Since beginning to harvest diamond willow around the first of the year, I have now collected about 250 sticks. I have finished about 14 of them, and here are a few pics. I'm learning a lot, and one thing I've discovered is that diamond willow can have many looks beyond the traditional reddish diamonds on light wood. If I find a piece that's dead or dying, but hasn't yet started to decay, I find many pleasant surprises under the bark. The wood becomes stained in amazing ways. Here are just a few samples!

The big stick is about seven feet long and I can't decide where to cut it. I suppose it depends on who is going to use it.

I put three coats of polyurethane on these. Are there other varnishes that some of you prefer?

I've put rubber tips on some of my sticks. I don't care of the look of the cane ferrule, so I went with the rubber tip suggested here:

http://www.bilagaana.com/rubbertip/rubbertip01.html

Has anyone tried using a plain old felt pad like those you put on chair legs? I suppose they wouldn't last a real long time. I like tip ideas that don't cover the wood too much.

Oh, also - I have found that after a couple months, the sticks stop losing weight, so I consider them dry. I have read in numerous places that they should dry for a year. I suppose that depends on the condition of the stick when it's harvested, as well as the environment in which it dries.
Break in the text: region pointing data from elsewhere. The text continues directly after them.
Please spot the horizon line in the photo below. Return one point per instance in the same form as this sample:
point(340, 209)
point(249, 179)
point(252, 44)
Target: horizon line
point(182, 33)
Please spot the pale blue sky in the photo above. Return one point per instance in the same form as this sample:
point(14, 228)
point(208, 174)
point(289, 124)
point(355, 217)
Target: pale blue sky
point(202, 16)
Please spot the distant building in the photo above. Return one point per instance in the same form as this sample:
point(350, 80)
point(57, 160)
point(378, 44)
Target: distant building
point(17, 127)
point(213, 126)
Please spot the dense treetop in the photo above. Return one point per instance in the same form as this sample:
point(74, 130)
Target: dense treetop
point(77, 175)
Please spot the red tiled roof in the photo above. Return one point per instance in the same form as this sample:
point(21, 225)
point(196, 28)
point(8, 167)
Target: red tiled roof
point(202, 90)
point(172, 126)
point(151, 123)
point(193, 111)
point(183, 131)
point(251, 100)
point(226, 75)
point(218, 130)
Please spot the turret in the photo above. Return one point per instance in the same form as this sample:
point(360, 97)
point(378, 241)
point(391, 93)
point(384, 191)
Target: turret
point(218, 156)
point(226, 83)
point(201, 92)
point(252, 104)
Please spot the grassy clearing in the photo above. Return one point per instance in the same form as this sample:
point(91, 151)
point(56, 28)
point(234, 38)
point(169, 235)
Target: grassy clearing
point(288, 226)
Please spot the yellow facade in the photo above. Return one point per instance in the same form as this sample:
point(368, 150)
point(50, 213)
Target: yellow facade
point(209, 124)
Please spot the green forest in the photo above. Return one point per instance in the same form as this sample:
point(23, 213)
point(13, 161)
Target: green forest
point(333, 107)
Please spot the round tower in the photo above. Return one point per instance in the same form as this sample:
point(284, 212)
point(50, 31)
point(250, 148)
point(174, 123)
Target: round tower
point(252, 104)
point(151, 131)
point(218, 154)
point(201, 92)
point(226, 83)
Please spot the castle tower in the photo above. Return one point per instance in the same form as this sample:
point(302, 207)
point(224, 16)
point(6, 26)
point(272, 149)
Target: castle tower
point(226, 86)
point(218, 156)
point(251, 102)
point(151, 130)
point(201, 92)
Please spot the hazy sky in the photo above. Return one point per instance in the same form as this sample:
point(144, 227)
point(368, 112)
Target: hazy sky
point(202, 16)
But so far, I'm having good success finishing sticks that were harvested a few months ago. Of the 250 or so sticks that I've harvested, I've only noticed checking on the thick end of a couple sticks. I haven't treated the ends with wax or anything like that.

Thanks for looking and for your feedback!


----------



## Rodney (Jun 12, 2015)

All are good looking sticks.

Good idea on the cane tips. I'll probably stick with what I'm doing though. I like the extra protection against splitting at the bottom.

Rodney


----------



## LilysDad (Sep 25, 2014)

For a finish, I use 3 equal parts of boiled linseed oil, spar varnish and turpentine.


----------